[A Wanderer in Venice by E.V. Lucas]@TWC D-Link book
A Wanderer in Venice

CHAPTER XX
14/21

(On English gold coins, as we all know to our shame, he is given nothing but a short dagger which could not reach the enemy at all; Carpaccio knew better.) Most of the painters make this stroke of the saint decisive; according to them, S.George thrust at the dragon and all was over.

But the true story, as Caxton and Carpaccio knew, is, that having wounded the dragon, S.George took the maiden's girdle and tied it round the creature's neck, and it became "a meek beast and debonair," and she led it into the city.

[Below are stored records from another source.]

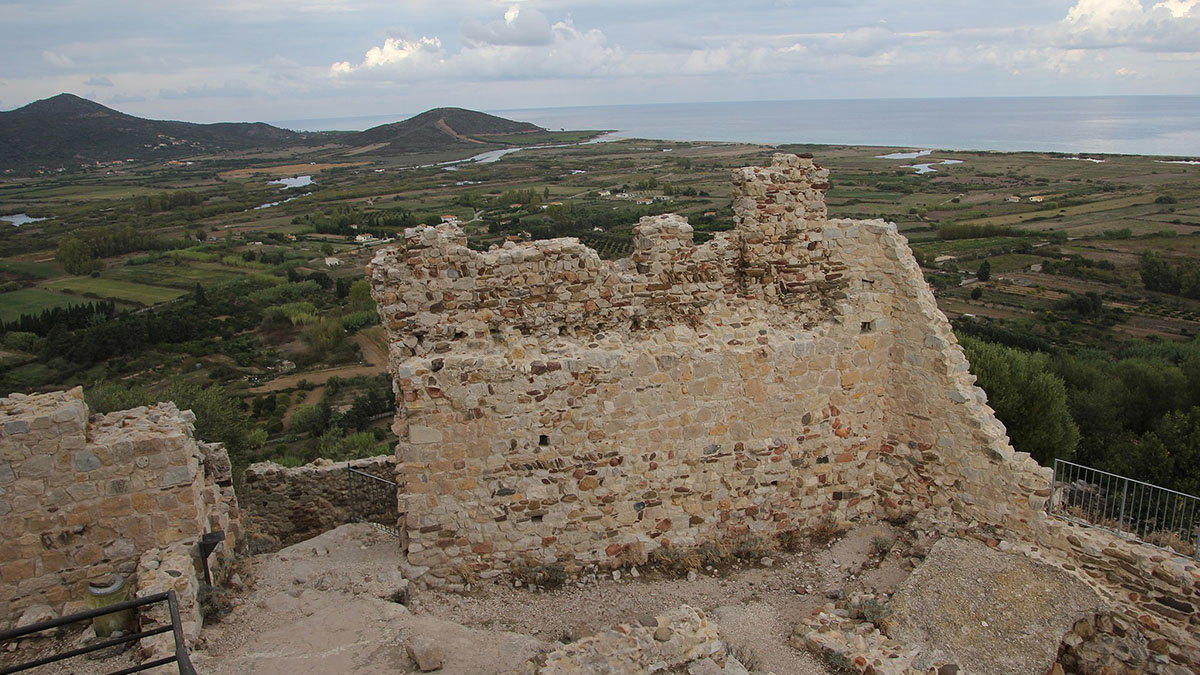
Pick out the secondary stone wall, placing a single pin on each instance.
(285, 506)
(81, 497)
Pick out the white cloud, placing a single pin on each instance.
(520, 27)
(55, 59)
(396, 54)
(514, 48)
(228, 90)
(1173, 25)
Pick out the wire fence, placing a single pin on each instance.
(373, 501)
(1155, 515)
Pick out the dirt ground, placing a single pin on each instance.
(339, 603)
(375, 356)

(Carpaccio makes the saint himself its leader.) The people were terrified and fled, but S.George reassured them, and promised that if they would be baptised and believe in Jesus Christ he would slay the dragon once and for all.

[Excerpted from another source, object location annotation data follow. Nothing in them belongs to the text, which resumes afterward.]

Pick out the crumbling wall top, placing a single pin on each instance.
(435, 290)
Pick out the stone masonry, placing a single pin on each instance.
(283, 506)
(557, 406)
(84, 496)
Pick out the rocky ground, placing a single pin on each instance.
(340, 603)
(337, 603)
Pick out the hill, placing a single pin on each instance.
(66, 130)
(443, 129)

They promised, and he smote off its head; and in the third picture we see him baptising.
I have given the charming story as _The Golden Legend_ tells it; but one may also hold the opinion, more acceptable to the orthodox hagiologist, that the dreadful monster was merely symbolical of sin.
[Illustration: S.GEORGE AND THE DRAGON FROM THE PAINTING BY CARPACCIO _At S.Giorgio dei Schiavoni_] As for S.George himself, the most picturesque and comely of all the saints and one whom all the nations reverence, he was born in Cappadocia, in the third century, of noble Christian parents.

Becoming a soldier in Diocletian's army he was made a tribune or colonel.